We believe that TinyML has a significant role to play in achieving the SDGs and facilitating scientific research in areas such as environmental monitoring, physics of complex systems and energy management. To broaden access and participation and increase the impact of this new technology, we present an initiative that is creating and supporting a global network of academic institutions working on TinyML in developing countries. We suggest the development of additional open educational resources, South–South academic collaboration and pilot projects of at-scale TinyML solutions aimed at addressing the SDGs.

SciTinyML-22: Scientific Use of Machine Learning on Low-Power Devices

SciTinyML-22 was a, five day, hands-on, virtual workshop exploring how embedded ML (tinyML) can impact the developing world through hands-on activities using embedded hardware devices. SciTinyML-22 was run regionally with seperate workshops for Africa (187 participants from 29 countries), Asia, and Latin America. This program was a collaboration led by the Abdus Salam International Centre for Theoretical Physics (ICTP), the Harvard John A. Paulson School of Engineering and Applied Sciences, and TinyMLedu.
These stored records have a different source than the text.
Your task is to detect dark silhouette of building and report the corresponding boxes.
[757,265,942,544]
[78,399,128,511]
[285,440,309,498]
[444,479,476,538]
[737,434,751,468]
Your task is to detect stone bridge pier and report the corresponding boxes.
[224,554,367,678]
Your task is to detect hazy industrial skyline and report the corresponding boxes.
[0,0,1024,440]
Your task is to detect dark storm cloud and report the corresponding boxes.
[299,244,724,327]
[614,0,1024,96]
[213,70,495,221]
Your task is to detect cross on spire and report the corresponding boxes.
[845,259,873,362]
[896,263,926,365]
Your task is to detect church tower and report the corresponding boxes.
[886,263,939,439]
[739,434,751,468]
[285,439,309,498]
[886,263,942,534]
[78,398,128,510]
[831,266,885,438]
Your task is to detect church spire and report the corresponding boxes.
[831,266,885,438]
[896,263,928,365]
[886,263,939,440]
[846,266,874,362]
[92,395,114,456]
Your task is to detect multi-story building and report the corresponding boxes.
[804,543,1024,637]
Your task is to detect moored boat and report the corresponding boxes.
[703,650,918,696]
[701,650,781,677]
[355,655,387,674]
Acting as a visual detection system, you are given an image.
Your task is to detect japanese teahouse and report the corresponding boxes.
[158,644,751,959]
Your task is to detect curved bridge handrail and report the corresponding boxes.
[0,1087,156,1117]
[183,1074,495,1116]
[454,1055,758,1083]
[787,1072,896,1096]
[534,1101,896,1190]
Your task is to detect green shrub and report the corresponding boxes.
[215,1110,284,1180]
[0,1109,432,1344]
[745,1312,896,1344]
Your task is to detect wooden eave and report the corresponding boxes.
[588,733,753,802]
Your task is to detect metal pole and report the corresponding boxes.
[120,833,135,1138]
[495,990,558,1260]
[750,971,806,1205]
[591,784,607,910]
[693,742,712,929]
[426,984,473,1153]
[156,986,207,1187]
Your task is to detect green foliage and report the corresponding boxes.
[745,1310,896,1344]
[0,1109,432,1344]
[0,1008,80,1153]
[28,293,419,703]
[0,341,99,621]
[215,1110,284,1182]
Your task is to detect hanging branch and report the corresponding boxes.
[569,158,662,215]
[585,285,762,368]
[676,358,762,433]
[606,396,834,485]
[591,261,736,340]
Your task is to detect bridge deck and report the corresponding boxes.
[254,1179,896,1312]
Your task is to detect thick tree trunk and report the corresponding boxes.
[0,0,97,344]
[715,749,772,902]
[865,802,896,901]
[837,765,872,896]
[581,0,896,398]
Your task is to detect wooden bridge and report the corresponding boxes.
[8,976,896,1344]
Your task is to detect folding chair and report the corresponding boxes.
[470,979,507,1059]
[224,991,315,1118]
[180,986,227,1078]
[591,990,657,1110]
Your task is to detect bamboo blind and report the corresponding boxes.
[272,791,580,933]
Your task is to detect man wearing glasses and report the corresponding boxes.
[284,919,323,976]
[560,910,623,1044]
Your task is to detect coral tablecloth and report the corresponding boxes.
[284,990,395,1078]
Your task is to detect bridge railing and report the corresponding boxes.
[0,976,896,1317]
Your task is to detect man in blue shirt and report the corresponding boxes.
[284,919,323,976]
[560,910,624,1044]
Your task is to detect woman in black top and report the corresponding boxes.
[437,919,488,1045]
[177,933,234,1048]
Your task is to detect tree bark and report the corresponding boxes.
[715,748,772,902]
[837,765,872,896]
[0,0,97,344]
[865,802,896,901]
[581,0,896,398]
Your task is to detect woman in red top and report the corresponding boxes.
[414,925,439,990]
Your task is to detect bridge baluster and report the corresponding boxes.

TinyMLedu: The Tiny Machine Learning Open Education Initiative

[TinyMLedu](https://tinymledu.org) is working to build an international coalition of researchers and practitioners advancing TinyML in the developing world, and to develop and share high-quality, open-access educational materials globally.

Widening Access to Applied Machine Learning with TinyML

In this paper, we describe our pedagogical approach to increasing access to applied ML through a four part massive open online course (MOOC) on Tiny Machine Learning (TinyML) produced in collaboration between academia (Harvard University) and industry (Google). We suggest that TinyML, ML on resource-constrained embedded devices, is an attractive means to widen access because TinyML both leverages low-cost and globally accessible hardware, and encourages the development of complete, self-contained applications, from data collection to deployment. We also released the course materials publicly, hoping they will inspire the next generation of ML practitioners and educators and further broaden access to cutting-edge ML technologies.

SciTinyML-21: Scientific Use of Machine Learning on Low-Power Devices

SciTinyML-21 was a, five day, hands-on, virtual, global (216 participants from 48 countries) workshop exploring how embedded ML (tinyML) can impact the developing world through hands-on activities using the Edge Impulse cloud platform and a smartphone. This program was a collaboration between the Abdus Salam International Centre for Theoretical Physics (ICTP), the Harvard John A. Paulson School of Engineering and Applied Sciences, and TinyML4D.

CRESTLEX 3.0 - CReating Effective STem Learning EXperiences

CRESTLEX 3.0 was a first-of-its-kind, 4-day, hands-on workshop for high school teachers and students exploring real-world applications of artificial intelligence through hands-on examples of Tiny Machine Learning (TinyML). This program was a collaboration between Navajo Technical University, the Harvard John A. Paulson School of Engineering and Applied Sciences, Google, and Edge Impulse.

HarvardX: Tiny Machine Learning MOOC

In this exciting Professional Certificate program offered by Harvard University and Google TensorFlow, you will learn about the emerging field of Tiny Machine Learning (TinyML), its real-world applications, and the future possibilities of this transformative technology. TinyML is a cutting-edge field that brings the transformative power of machine learning (ML) to the performance-constrained and power-constrained domain of embedded systems. The program will emphasize hands-on experience and is a collaboration between expert faculty at Harvard’s John A. Paulson School of Engineering and Applied Sciences (SEAS) and innovative members of Google’s TensorFlow team.